Özgün bir sanat tarzı ve oldukça akıcı animasyonlar
The Rogue Prince of Persia, şahsına münhasır bir cell-shaded sanat tasarımını benimsemiş. Genel olarak stilize dokular ile aslında Franco-Belgian çizgi romanlarını çağrıştıran bir sanat tasarımı mevcut. Bu sanat tarzının büyük bir hayranı olmasam da oyunun bana kısa sürede sunduğu görsellik tatmin edici görünüyordu. Tabii ki kısıtlı bir sürede oyunun yalnızca iki bölümünü görebildiğim için bu konuda genel bir çıkarımda bulunmak doğru değil. Eğer daha önce bu render tekniğini kullanan oyunlar oynadıysanız ve görsel tasarım hoşunuza gittiyse, yeni oyunda da seveceğinizi tahmin ediyorum.

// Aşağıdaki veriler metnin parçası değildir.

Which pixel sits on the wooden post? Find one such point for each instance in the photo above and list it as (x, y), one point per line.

Öte yandan karakter animasyonlarının akıcılığı ve geçişlerin pürüzsüzlüğü oldukça dikkatimi çekti. Tıpkı ‘da olduğu gibi bunda da karakter kontrolleri ve animasyonlar harika bir iş birliği ile çalışıyor. Oynanış sırasında 30 dakikalık demo sürem boyunca mekaniklerden yana bir kesinti hissi yaşamadım. Bu anlamda oyunun oynanışını ve akıcılığını beğendiğimi söyleyebilirim.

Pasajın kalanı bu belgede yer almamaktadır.